Vi sono opinioni discordanti, tra gli studiosi, in merito a natura ed effetti della provocatio. Due sono le opinioni più rilevanti in merito:

  1. Mommsen: opinione tradizionale. Considera la provocazione come un appello e il giudizio popolare come un giudizio di seconda istanza.
  2. Kunkel: critica la concezione di Mommsen. Ha negato alla provocatio il carattere di impugnazione di una decisione magistratuale, qualificandola come un l’istituzione politica emersa nel corso delle lotte patrizio-plebee, che ottenne una sanzione legale solo in virtù dell’ultima Lex Valeria – 300 a.C.

Fino a tale data la provocatio sarebbe stato mezzo di lotta rivoluzionaria fondato sulla forza politica dei plebei. Si concretizzata in un’invocazione del perseguito alla massa della plebe per proteggerlo dall’esercizio arbitrario del ius coercitionis da parte del magistrato patrizio.

Lo studio delle fonti rende però difficile accettare le due tesi. Già prima dell’età regia l’esercizio della potestà giudiziaria era passata al popolo, e al re era rimasta soltanto la coercitio connessa con la titolarità dell’imperium.

Il magistrato repubblicano non aveva facoltà di giudicare, ma solo quella di procedere coattivamente contro chi contravveniva ai suoi ordini o impediva l’esercizio delle sue funzioni. Contro gli eccessi di tale coercizione che il magistrato esercitava come detentore del supremo potere di comando fu introdotta la provocatio.

Le fonti rivelano che la provocatio non presupponeva né un procedimento né una sentenza di condanna, ma il semplice esercizio del ius coercitionis. Osservazione analoghe possono farsi relativamente alle provocationes, di cui si hanno sicuri esempi in età storica contro provvedimenti del pontefice massimo verso sacerdoti ad esso sottoposti.

Il ricorso non è diretto verso una pronuncia giudiziale, ma verso una misura coercitiva amministrativa, espressione del potere disciplinare del pontefice. Lo stesso Cicerone distingue tra:

  • coercitio soggetta a provocazione
  • giurisdizione criminale

Il magistrato ha facoltà di procedere coattivamente contro chi contravviene ai suoi ordini, salvo i casi di:

  • intercessio di uno dei colleghi
  • provocatio ad populum del perseguito

Se, invece, il magistrato intende infliggere una sanzione penale deve chiamare il popolo a pronunciarsi.

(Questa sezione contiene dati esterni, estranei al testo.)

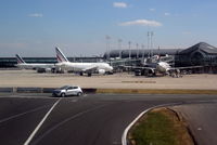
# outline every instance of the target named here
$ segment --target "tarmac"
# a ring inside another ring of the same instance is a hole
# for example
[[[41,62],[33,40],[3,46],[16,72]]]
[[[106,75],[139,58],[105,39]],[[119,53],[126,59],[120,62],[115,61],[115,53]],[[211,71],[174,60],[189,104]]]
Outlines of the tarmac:
[[[143,77],[133,74],[93,75],[38,74],[36,70],[0,70],[0,88],[59,88],[75,84],[94,89],[178,89],[178,90],[217,90],[217,75],[184,75],[181,78]]]

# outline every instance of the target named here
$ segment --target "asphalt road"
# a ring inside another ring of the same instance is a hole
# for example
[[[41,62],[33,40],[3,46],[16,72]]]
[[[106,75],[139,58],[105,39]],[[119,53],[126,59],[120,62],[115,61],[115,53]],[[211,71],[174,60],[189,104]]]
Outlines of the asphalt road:
[[[171,107],[188,120],[197,145],[217,144],[217,102],[187,104]]]
[[[144,109],[216,100],[216,95],[1,95],[0,144],[120,145],[125,128]]]

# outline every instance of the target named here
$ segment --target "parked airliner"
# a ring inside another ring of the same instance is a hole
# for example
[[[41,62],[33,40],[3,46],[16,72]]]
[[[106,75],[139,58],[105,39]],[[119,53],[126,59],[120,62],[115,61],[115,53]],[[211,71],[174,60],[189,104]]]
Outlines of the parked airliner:
[[[80,76],[87,74],[88,77],[90,77],[93,72],[101,75],[113,72],[113,67],[107,63],[72,63],[59,48],[55,48],[55,51],[59,62],[56,66],[61,69],[79,72]]]
[[[18,54],[16,54],[17,67],[22,69],[51,69],[54,68],[54,64],[34,64],[34,63],[26,63]]]

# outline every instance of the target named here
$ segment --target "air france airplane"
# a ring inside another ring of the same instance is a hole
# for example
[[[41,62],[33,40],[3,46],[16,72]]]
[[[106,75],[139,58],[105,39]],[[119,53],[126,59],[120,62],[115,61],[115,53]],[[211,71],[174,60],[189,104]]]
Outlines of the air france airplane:
[[[88,74],[88,77],[90,77],[93,72],[98,72],[101,75],[113,72],[113,67],[110,66],[107,63],[72,63],[66,58],[66,56],[59,48],[55,48],[55,51],[59,62],[56,66],[64,70],[79,72],[80,76],[82,76],[84,74]]]
[[[54,68],[54,64],[33,64],[33,63],[26,63],[24,60],[16,54],[16,61],[17,61],[17,67],[22,69],[39,69],[39,68],[44,68],[44,69],[51,69]]]

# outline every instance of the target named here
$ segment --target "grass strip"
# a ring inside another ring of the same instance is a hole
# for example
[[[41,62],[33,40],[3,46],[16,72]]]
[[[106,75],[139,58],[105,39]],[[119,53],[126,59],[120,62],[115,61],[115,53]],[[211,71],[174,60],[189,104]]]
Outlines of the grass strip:
[[[167,108],[149,111],[129,131],[128,140],[131,145],[193,145],[186,123]]]

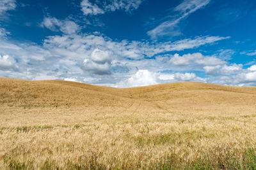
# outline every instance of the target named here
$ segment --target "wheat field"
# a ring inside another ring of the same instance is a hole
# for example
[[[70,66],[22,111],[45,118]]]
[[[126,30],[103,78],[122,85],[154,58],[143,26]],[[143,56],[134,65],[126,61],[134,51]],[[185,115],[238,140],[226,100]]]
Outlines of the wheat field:
[[[256,169],[256,88],[0,78],[1,169]]]

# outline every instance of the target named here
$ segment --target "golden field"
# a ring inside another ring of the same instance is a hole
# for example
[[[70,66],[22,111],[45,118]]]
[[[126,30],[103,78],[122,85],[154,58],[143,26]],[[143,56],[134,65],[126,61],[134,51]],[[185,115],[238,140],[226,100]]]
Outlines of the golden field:
[[[256,169],[256,88],[0,78],[1,169]]]

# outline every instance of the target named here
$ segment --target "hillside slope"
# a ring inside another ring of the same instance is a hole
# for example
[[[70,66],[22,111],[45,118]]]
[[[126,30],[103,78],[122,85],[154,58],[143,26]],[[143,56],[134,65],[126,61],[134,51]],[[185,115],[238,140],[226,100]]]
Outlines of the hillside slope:
[[[256,88],[0,78],[0,169],[256,167]]]
[[[256,113],[256,88],[181,82],[117,89],[67,81],[0,78],[0,118],[17,117],[19,113],[23,118],[19,121],[22,122],[42,115],[47,115],[44,120],[51,115],[48,123],[55,122],[60,120],[58,114],[67,117],[63,123],[79,122],[79,118],[88,118],[88,114],[92,118],[99,114],[116,117],[123,113],[133,117],[156,113],[246,115]],[[13,123],[11,120],[3,124]]]

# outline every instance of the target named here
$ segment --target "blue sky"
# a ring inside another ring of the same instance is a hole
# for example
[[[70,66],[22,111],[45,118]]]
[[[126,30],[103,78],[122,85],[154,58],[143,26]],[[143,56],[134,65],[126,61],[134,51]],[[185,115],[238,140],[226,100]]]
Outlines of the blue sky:
[[[0,76],[256,86],[254,0],[1,0]]]

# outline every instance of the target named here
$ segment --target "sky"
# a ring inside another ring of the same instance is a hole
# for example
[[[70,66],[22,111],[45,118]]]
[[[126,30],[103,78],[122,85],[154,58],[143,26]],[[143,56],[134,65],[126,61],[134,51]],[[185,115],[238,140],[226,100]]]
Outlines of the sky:
[[[256,86],[255,0],[1,0],[0,76]]]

Pertanto la provocatio non può essere definita un appello al popolo, come sostenuto da Mommsen, poiché l’appello presuppone il precedente giudizio di un magistrato, che in questo caso è assente. L’intervento coercitivo è infatti un atto di amministrazione e non di giurisdizione. È plausibile ritenere che la provocatio avesse natura giuridica di un atto di opposizione alla coercitio dei magistrati, accompagnato alla richiesta di un processo davanti ai comizi.

Anche la tesi di Kunkel appare infondata. Egli infatti sosteneva che la provocatio fosse un’istituzione politica priva di rapporti col processo comiziale, ed assumeva la connotazione di un rimedio coincidente con l’auxilium tribunicium, sebbene gli antichi parlino in modo esplicito di 2 mezzi di difesa concorrenti e distinti l’uno dall’altro.